Image: Skip Evans, Unsplash

NAB up following results, but a worrying cloud is gathering over Aussie banks

Luke Hopewell
7 May 2025

NAB scored an expectations beat on its results on Wednesday morning, but echoes of market warnings came attached.

By the numbers

National Australia Bank has reported a $3.583 billion cash earnings result for the first half of FY25, up 0.8% from the prior half and 1.0% higher year-on-year. Statutory net profit came in slightly lower at $3.407 billion, down 1.7% on 2H24.

Group revenue rose 1.7% to $10.281 billion, driven by stronger performance in the Markets and Treasury division. However, excluding that uplift, revenue fell 1.1% as lower margins across the bank offset underlying volume growth. Net interest margin remained steady at 1.70%.

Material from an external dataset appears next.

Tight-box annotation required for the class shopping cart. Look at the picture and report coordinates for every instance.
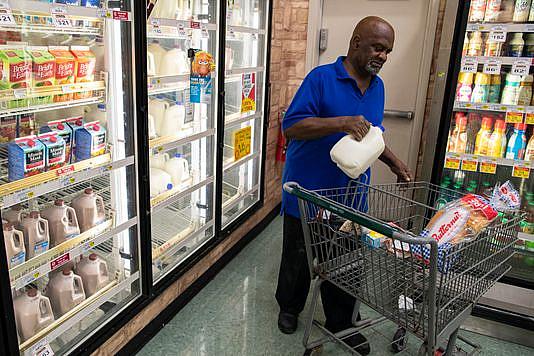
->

NAB's Corporate and Institutional Banking division lifted cash earnings by 4.1%. Business and Private Banking, meanwhile, rose 1.4%. New Zealand Banking delivered the biggest improvement, up 12.5% in local currency. Personal Banking fell 6.8% on lower margins and higher credit charges.

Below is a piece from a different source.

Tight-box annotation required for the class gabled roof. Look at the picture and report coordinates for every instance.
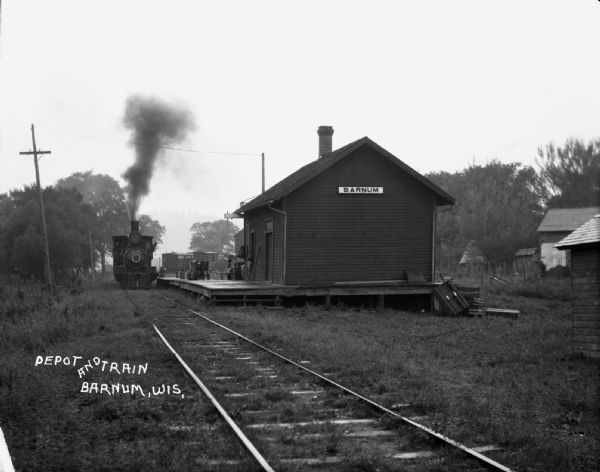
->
[235,136,456,214]
[538,207,600,233]
[554,214,600,249]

As part of the result, the nation’s largest business lender issued a dividend of of 85 cents per share. For those keeping track, that's one cent up from its previous year’s dividend. 

NAB’s earnings beat saw the bank close up 1.6% on Wednesday at $35.87 a share.

Risk commentary reveals an unsteady outlook

On Monday this week, we heard Westpac report its results, along with a bit of a warning for the oncoming storm of global uncertainty.

As part of its risk disclosures, we’re now seeing almost identical commentary from NAB. The message? Batten down the hatches in 2025.

In its latest risk disclosures, National Australia Bank has warned that rising geopolitical tensions and global trade disruptions remain key threats to its operating environment. The bank specifically called out the impact of tariff regimes, pointing to ongoing trade friction between the United States and China, and the risk of retaliatory restrictions that could affect Australian exporters.

NAB risk analysts have identified a range of factors that could play a role in upsetting the global apple cart, including (but of course not limited to):

“Elevated geopolitical instability due to the Russia-Ukraine and Middle Eastern conflicts… rising prices for oil and other commodities, volatility in capital markets and foreign currency exchange rates, rising interest rates and heightened cybersecurity risks.”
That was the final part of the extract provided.